Wcześniej naukowcy uważali, że w domenie organizmów komórkowych, do których należy człowiek, zwierzęta i rośliny - takich organizmów nie ma.
Nasze organizmy produkują energię przy udziale tlenu w tak zwanych mitochondriach pełniących w komórce rolę elektrowni. Okazało się jednak, że mitochondria nie są konieczne do życia.

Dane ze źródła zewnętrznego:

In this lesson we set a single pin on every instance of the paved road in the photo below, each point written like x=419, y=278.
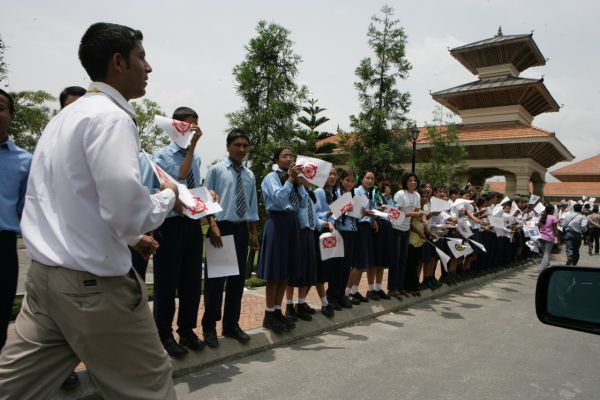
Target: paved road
x=484, y=343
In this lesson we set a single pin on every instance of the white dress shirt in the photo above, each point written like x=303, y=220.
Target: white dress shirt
x=85, y=202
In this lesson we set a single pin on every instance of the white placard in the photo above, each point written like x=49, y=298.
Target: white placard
x=314, y=170
x=331, y=245
x=221, y=261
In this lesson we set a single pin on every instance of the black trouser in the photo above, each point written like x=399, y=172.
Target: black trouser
x=9, y=274
x=213, y=287
x=177, y=267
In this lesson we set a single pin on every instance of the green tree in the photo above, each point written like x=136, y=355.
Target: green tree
x=32, y=114
x=271, y=99
x=152, y=138
x=378, y=139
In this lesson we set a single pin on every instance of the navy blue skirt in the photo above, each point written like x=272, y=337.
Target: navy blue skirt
x=306, y=275
x=280, y=248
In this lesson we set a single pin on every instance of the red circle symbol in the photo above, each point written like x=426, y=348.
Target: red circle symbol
x=329, y=242
x=310, y=170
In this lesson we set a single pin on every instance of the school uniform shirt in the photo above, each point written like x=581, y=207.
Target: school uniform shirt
x=170, y=159
x=407, y=202
x=14, y=164
x=277, y=195
x=222, y=178
x=85, y=202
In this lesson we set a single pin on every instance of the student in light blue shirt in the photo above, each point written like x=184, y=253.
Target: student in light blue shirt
x=14, y=164
x=236, y=186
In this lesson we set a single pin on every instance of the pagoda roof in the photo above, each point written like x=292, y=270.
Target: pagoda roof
x=518, y=50
x=582, y=171
x=532, y=94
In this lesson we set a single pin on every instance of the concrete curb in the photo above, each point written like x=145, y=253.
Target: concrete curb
x=263, y=339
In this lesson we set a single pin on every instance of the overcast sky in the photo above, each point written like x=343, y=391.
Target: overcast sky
x=194, y=45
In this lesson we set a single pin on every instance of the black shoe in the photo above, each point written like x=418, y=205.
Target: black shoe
x=71, y=382
x=290, y=312
x=302, y=312
x=173, y=348
x=273, y=323
x=191, y=341
x=345, y=302
x=235, y=332
x=328, y=311
x=287, y=322
x=372, y=295
x=210, y=338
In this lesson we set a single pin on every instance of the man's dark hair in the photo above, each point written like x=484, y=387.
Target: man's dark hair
x=100, y=42
x=237, y=133
x=70, y=91
x=181, y=113
x=11, y=102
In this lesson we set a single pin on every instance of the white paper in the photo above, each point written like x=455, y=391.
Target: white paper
x=331, y=245
x=314, y=170
x=341, y=205
x=439, y=205
x=179, y=131
x=221, y=261
x=204, y=204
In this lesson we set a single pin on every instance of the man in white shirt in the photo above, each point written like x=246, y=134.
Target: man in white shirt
x=84, y=205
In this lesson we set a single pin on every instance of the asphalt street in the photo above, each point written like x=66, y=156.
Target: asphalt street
x=482, y=343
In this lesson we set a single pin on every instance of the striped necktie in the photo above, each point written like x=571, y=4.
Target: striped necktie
x=240, y=200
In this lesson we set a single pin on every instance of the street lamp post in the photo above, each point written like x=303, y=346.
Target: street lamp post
x=414, y=135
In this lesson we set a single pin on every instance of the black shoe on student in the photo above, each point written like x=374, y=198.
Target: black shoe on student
x=191, y=341
x=273, y=323
x=173, y=348
x=235, y=332
x=210, y=338
x=287, y=322
x=328, y=311
x=302, y=312
x=290, y=312
x=345, y=302
x=71, y=382
x=372, y=295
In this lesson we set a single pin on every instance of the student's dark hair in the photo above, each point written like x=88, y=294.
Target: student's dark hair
x=237, y=133
x=549, y=210
x=11, y=102
x=70, y=91
x=100, y=42
x=406, y=177
x=181, y=113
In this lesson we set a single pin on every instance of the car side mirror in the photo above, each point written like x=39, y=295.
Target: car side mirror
x=569, y=297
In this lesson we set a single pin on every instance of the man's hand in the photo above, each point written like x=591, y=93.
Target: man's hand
x=147, y=246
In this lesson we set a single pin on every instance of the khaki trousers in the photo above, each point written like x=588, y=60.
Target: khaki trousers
x=105, y=322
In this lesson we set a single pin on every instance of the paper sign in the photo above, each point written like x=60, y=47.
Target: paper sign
x=439, y=205
x=314, y=170
x=533, y=199
x=342, y=205
x=396, y=216
x=204, y=204
x=221, y=261
x=179, y=131
x=185, y=196
x=331, y=245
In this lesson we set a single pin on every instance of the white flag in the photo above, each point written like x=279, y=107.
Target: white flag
x=396, y=216
x=459, y=249
x=314, y=170
x=203, y=204
x=179, y=131
x=331, y=245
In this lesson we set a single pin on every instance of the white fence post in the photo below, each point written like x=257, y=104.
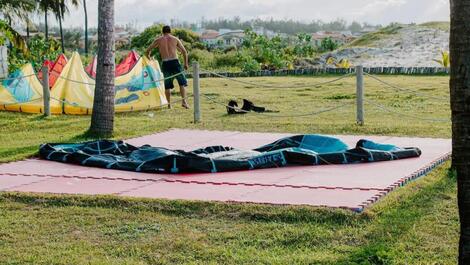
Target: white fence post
x=197, y=104
x=45, y=91
x=360, y=94
x=3, y=62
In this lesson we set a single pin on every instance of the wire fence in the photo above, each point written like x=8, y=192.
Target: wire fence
x=317, y=85
x=407, y=90
x=279, y=115
x=213, y=100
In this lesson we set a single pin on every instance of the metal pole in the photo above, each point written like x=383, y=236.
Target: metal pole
x=360, y=95
x=45, y=91
x=197, y=106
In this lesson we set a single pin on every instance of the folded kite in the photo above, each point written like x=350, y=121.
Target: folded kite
x=289, y=151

Jednokomórkowe organizmy z grupy Monocercomonoides, żyją w przewodzie pokarmowym szynszyli, gdzie nie ma tlenu, a jednak świetnie sobie radzą. Odkrywca, dr Anna Karnkowska z Uniwersytetu Warszawskiego, tłumaczy, że uniezależniły się od tlenu i pozyskują energię inaczej. Stało się tak w długim procesie ewolucji.
Uczeni porównują ten przypadek z sytuacją, gdy w kraju opierającym gospodarkę na energetyce atomowej zaczyna brakować uranu, co skłania go do produkcji energii odnawialnej.
Opisane stworzenie jest pierwszym znanym nauce eukariontem - organizmem komórkowym - który w ogóle nie ma mitochondriów.
Publikację polskiej uczonej zamieszcza pismo „Current Biology”.